Baseband signal processing for current base stations or 3rd generation mobile systems will impose high bandwidth and high VLSI integration demand. Many of the desired integration aspects can be satisfied with sigma-delta converter front-ends. However, under the technology constraints there are simultaneous requirements for high sample rate and low oversampling ratio in order to achieve the desired baseband width. In this paper, we present system architecture results for the 4th-order cascaded noise shaper architectures to be used in baseband front-ends. We show that the cascaded structures with proper scaling will satisfy simultaneous demand on linearity (spurious free dynamic range) and high SQNR with low oversampling ratio based on usage of multibit quantizers outside the actual signal noise shaping path.

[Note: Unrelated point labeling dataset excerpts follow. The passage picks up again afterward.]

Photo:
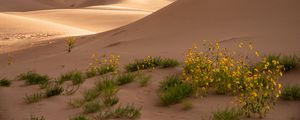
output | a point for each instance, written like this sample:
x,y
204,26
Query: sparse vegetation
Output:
x,y
291,92
53,90
33,78
71,41
228,114
33,98
125,78
174,90
75,76
127,112
5,82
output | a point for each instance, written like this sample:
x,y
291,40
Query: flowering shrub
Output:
x,y
214,67
106,64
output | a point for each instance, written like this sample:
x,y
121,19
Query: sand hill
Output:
x,y
271,25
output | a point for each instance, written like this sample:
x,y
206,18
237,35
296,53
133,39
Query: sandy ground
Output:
x,y
271,25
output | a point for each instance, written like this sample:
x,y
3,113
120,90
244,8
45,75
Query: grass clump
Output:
x,y
75,76
127,112
5,82
228,114
125,78
108,87
33,98
174,90
144,80
291,93
53,91
80,117
91,94
93,107
33,78
110,101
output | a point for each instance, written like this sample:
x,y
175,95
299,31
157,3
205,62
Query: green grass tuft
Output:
x,y
75,76
33,78
228,114
291,93
5,82
127,112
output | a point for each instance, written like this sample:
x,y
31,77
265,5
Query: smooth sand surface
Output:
x,y
271,25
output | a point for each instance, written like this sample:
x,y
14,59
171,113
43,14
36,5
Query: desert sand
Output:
x,y
34,32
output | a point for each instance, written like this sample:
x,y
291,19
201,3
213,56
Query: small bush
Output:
x,y
110,101
291,93
228,114
75,76
5,82
144,80
80,117
93,107
54,91
125,78
32,117
91,94
36,97
169,63
108,87
33,78
127,112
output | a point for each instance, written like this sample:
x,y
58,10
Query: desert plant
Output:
x,y
169,63
53,90
32,117
291,92
144,80
125,78
228,114
5,82
80,117
33,98
107,86
91,94
110,101
33,78
75,76
71,41
92,107
127,112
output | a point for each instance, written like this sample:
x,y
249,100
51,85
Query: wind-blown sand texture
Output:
x,y
120,27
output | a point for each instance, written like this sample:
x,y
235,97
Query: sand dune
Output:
x,y
271,25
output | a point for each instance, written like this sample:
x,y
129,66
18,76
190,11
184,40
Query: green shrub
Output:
x,y
75,76
144,80
169,63
91,94
54,91
110,101
80,117
127,112
125,78
36,97
33,78
291,93
5,82
107,87
228,114
93,107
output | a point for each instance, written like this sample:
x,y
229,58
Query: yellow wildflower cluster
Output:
x,y
226,72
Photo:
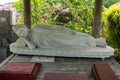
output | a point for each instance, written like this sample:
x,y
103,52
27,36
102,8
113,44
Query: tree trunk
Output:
x,y
27,13
97,18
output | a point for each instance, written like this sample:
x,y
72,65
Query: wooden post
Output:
x,y
27,13
97,18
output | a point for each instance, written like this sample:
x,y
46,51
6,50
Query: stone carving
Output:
x,y
54,36
54,40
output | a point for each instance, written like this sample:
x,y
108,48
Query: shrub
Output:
x,y
114,25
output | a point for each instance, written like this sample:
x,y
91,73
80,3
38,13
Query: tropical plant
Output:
x,y
114,25
75,14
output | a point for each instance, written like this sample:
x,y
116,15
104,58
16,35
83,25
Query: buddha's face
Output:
x,y
20,30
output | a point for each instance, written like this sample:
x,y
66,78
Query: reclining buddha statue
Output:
x,y
54,40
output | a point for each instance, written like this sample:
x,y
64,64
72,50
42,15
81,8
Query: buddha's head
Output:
x,y
21,30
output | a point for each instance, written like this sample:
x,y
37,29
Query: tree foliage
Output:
x,y
79,17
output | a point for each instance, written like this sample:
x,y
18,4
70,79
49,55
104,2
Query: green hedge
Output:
x,y
114,25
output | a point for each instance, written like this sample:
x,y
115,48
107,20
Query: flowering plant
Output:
x,y
9,7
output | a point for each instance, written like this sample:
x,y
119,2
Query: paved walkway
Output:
x,y
62,64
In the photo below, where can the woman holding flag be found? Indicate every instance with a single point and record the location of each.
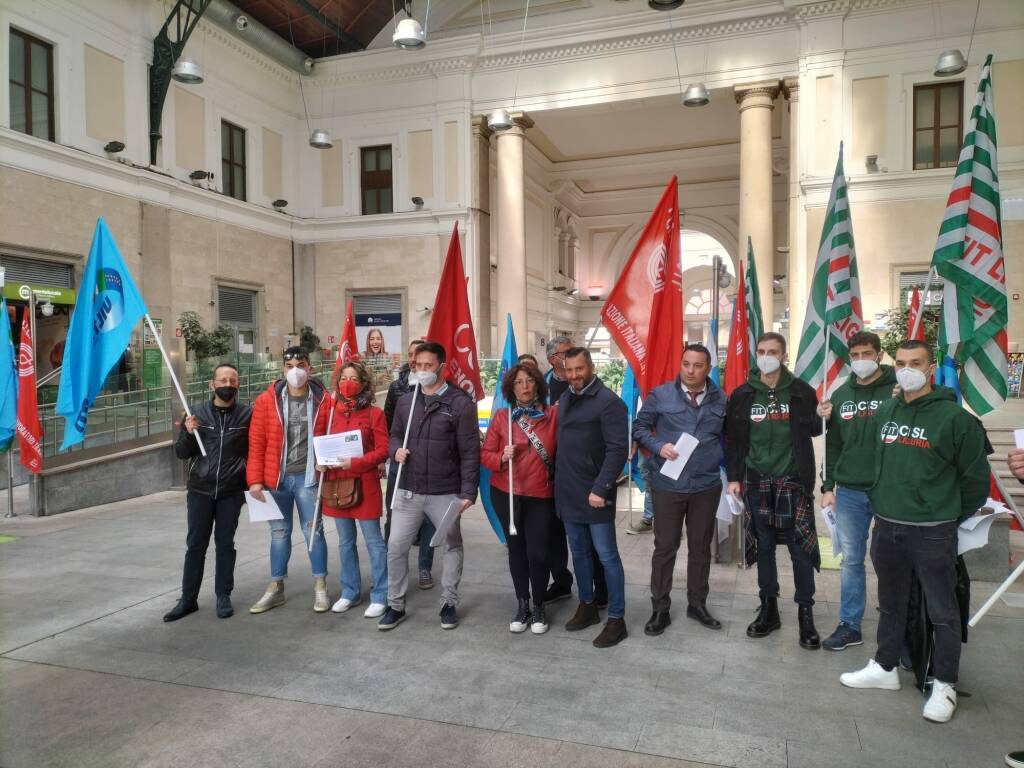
(531, 450)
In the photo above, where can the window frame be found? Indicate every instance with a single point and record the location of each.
(364, 187)
(936, 127)
(227, 179)
(28, 40)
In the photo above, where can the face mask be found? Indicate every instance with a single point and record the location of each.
(910, 379)
(863, 369)
(768, 364)
(426, 378)
(349, 388)
(226, 394)
(296, 377)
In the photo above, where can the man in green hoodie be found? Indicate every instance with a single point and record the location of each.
(849, 472)
(930, 472)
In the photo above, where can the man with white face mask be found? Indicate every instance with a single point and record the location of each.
(769, 457)
(281, 460)
(931, 471)
(849, 472)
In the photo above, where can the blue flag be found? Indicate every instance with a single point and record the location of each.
(631, 395)
(509, 358)
(108, 308)
(8, 381)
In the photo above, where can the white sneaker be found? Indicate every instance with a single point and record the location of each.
(344, 604)
(872, 676)
(942, 704)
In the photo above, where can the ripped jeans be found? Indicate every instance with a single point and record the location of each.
(291, 493)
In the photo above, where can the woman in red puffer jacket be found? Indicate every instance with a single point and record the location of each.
(351, 410)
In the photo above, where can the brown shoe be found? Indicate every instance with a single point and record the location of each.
(586, 615)
(612, 634)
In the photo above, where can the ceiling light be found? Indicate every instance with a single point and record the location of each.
(320, 139)
(695, 95)
(186, 71)
(949, 62)
(409, 35)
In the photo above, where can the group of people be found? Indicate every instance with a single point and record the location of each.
(900, 455)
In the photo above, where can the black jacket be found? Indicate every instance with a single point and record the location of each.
(592, 445)
(804, 424)
(225, 437)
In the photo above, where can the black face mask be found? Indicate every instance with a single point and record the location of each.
(226, 394)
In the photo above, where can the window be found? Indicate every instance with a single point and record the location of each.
(232, 160)
(375, 179)
(938, 125)
(31, 85)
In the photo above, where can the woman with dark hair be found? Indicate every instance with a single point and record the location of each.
(532, 455)
(359, 502)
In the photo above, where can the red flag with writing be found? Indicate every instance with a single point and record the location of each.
(30, 431)
(737, 358)
(644, 310)
(452, 325)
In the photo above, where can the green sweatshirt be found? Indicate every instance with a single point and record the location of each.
(771, 439)
(930, 463)
(850, 439)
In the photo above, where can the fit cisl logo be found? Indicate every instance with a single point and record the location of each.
(904, 434)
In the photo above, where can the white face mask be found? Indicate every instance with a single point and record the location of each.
(863, 369)
(296, 377)
(426, 378)
(768, 364)
(910, 379)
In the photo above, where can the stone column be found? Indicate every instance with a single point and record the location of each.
(512, 228)
(756, 101)
(797, 268)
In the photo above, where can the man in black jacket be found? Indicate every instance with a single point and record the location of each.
(216, 485)
(769, 423)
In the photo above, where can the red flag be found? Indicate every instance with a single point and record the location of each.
(737, 359)
(911, 317)
(30, 431)
(644, 310)
(452, 325)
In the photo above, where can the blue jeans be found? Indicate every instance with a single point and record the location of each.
(351, 582)
(603, 537)
(853, 519)
(292, 492)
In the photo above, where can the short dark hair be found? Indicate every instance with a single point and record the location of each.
(577, 351)
(534, 373)
(434, 348)
(864, 338)
(918, 344)
(698, 348)
(772, 336)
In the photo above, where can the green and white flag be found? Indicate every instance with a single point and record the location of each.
(969, 259)
(755, 324)
(834, 309)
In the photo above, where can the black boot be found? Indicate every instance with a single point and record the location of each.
(808, 635)
(767, 621)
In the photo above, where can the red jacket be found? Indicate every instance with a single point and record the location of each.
(371, 422)
(266, 433)
(529, 475)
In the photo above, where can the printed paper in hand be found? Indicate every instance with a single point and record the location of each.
(331, 449)
(684, 446)
(261, 511)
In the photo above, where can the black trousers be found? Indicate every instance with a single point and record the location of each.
(672, 511)
(558, 559)
(528, 548)
(206, 515)
(898, 551)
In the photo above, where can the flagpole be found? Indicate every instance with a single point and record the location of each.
(512, 530)
(174, 379)
(404, 441)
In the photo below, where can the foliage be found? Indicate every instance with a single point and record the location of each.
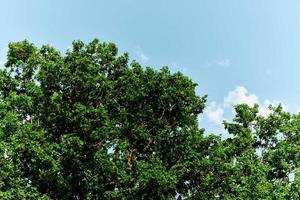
(89, 125)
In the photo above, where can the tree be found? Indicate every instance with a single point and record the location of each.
(88, 125)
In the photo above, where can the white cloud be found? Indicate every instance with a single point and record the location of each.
(214, 113)
(264, 107)
(224, 62)
(240, 95)
(140, 54)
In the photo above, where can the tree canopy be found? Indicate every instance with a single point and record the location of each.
(90, 124)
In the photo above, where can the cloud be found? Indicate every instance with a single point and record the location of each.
(214, 113)
(225, 62)
(264, 107)
(140, 54)
(240, 95)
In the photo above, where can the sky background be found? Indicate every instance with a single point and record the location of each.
(237, 51)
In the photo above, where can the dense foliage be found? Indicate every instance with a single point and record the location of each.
(88, 125)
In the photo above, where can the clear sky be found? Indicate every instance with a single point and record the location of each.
(237, 51)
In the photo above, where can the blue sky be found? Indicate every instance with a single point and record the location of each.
(237, 51)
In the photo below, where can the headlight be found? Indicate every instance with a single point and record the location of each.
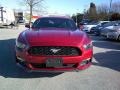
(20, 45)
(88, 46)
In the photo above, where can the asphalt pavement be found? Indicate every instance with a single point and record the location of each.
(104, 74)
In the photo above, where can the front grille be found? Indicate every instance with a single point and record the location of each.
(43, 65)
(54, 51)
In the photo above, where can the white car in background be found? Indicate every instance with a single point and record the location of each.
(114, 34)
(89, 26)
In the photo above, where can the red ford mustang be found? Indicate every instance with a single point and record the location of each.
(53, 44)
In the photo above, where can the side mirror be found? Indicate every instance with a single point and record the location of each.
(27, 26)
(116, 24)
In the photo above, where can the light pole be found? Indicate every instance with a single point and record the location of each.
(76, 19)
(76, 16)
(110, 9)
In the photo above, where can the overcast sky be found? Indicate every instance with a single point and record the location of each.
(59, 6)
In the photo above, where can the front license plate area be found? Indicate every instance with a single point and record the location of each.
(54, 62)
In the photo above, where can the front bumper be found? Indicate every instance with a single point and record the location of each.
(76, 63)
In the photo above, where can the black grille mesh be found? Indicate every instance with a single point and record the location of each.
(54, 51)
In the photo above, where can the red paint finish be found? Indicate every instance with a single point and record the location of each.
(55, 37)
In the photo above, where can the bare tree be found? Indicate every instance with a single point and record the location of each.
(32, 4)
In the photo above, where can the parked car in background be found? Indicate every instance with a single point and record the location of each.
(54, 44)
(99, 28)
(100, 24)
(104, 31)
(114, 34)
(88, 26)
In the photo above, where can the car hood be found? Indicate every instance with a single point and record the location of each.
(54, 35)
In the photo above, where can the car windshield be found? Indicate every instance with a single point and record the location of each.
(54, 23)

We also present results for nonlinear quantization effects in low oversampling ratio cascaded noise shaper architectures. We analyse the effect of the non-linearity in both the A/D and D/A-block in quantization error quantizer path for the 4th-order cascaded topology and the design constraints associated to the performance of the used A/D and D/A structures. The performance requirement for the multi-bit quantizer for high SQNR is shown for the case of low oversampling ratios. The results show that non-uniform quantization around zero input are far more crucial to the SQNR than nonlinear quantization deviating from the ideal transfer function. As the key difference to standard multibit quantizers, no special error correction or error distribution schemes are required; the linearity requirements are satisfied with 0.2 LSB accuracy of the few bit quantizer. Finally, the performance of non-linear quantization using multitone test signals are also shown.